Project Summary/Abstract The goal of this research is to investigate the development of inflammatory macrophages and disease in Macrophage Activation Syndrome (MAS). MAS is a serious and potentially fatal complication of rheumatic disease or viral infection. MAS is characterized by the development of cytopenias, including anemia and thromobocytopenia, and accumulation of hemophagocytes— activated macrophages that phagocytose red blood cells (RBCs). I will investigate spontaneous MAS-like disease in a mouse model of Systemic Lupus Erythematosus. In the TLR7.1 model, the overexpression of and constitutively active signaling through the endosomal single-stranded RNA sensor Toll-like receptor 7 (TLR7) drives chronic inflammation and subsequent MAS disease. TLR7.1 mice develop thrombocytopenia, anemia, and a novel population of hemophagocytes, inflammatory hemophagocytes (iHPCs), that spontaneously differentiate from Ly6Chi monocytes. Further, in this model, the development of anemia is positively correlated with iHPC phagocytosis of RBCs indicating that iHPC activity may be driving disease. In humans, SNPs in the gene encoding the transcription factor interferon regulatory factor 5 (IRF5) are associated with MAS development. IRF5 signaling is critical for the development of inflammatory macrophages in the context several inflammatory diseases. Previous work in our lab showed that IRF5 ablation in vivo ameliorates iHPC differentiation downstream of acute TLR7 signaling. However, in the context of in vivo TLR7- driven MAS, the role of IRF5 signaling in iHPC production and in MAS disease is unclear. In preliminary data, I show in TLR7.1 mice that signaling through IRF5 is critical for iHPC development, iHPC RBC phagocytosis, and anemia and thrombocytopenia indicative of MAS disease development. Based on these findings, the goal of my proposal is to determine the role of IRF5 signaling, specifically in Ly6Chi monocytes, in TLR7- driven iHPC differentiation and MAS disease (AIM 1), and to determine what other signals synergize with TLR7 to drive iHPC differentiation and MAS disease, with a specific focus on heme and type I interferons (AIM 2). Overall, completion of the proposed research along with my additional training described here will allow me to pursue my goals of becoming an independent investigator and faculty member with a focus on education.

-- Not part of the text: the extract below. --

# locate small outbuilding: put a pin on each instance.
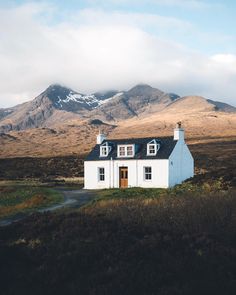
(153, 162)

项目摘要/摘要 这项研究的目的是研究炎症性巨噬细胞和疾病的发展 巨噬细胞激活综合征（MAS）。 MAS是风湿性的严重且可能致命的并发症 疾病或病毒感染。 MAS的特征是细胞质的发展，包括贫血和 血栓细胞减少症和嗜型胞菌细胞的积累 - 活化的巨噬细胞，吞噬红色 血细胞（RBC）。我将在全身性狼疮的小鼠模型中研究赞助的MAS样疾病 红斑。在TLR7.1模型中，通过 内体单链RNA传感器收费受体7（TLR7）驱动慢性注射，随后进行 MAS病。 TLR7.1小鼠患有血小板减少症，贫血和新型嗜血细胞种群， 炎症性嗜血细胞（IHPC），它与Ly6CHI单核细胞有所区别。此外，在此 模型，贫血的发展与RBC的IHPC吞噬作用呈正相关，表明IHPC 活动可能是驱动疾病。 在人类中，编码转录因子干扰素调节因子5（IRF5）的基因中的SNP是 与MAS开发相关。 IRF5信号传导对于炎症巨噬细胞的发展至关重要 在这种情况下，几种炎症性疾病。我们实验室的先前工作表明，IRF5消融体内 改善急性TLR7信号传导下游的IHPC分化。但是，在体内TLR7-的背景下 驱动的MAS，IRF5信号在IHPC产生和MAS疾病中的作用尚不清楚。在初步数据中，我 在TLR7.1小鼠中显示通过IRF5信号对于IHPC发育，IHPC RBC吞噬作用和 贫血和血小板减少症指示MAS疾病的发展。基于这些发现，我的目标 建议是确定IRF5信号传导的作用，特别是在LY6CHI单核细胞中，在TLR7驱动的IHPC中的作用 分化和MAS疾病（AIM 1），并确定其他信号与TLR7协同驱动IHPC 分化和MAS疾病，特别关注血红素和I型干扰素（AIM 2）。总体而言，完成 在拟议的研究以及此处描述的其他培训中，我可以追求自己的目标 成为独立的调查员和教职员工，专注于教育。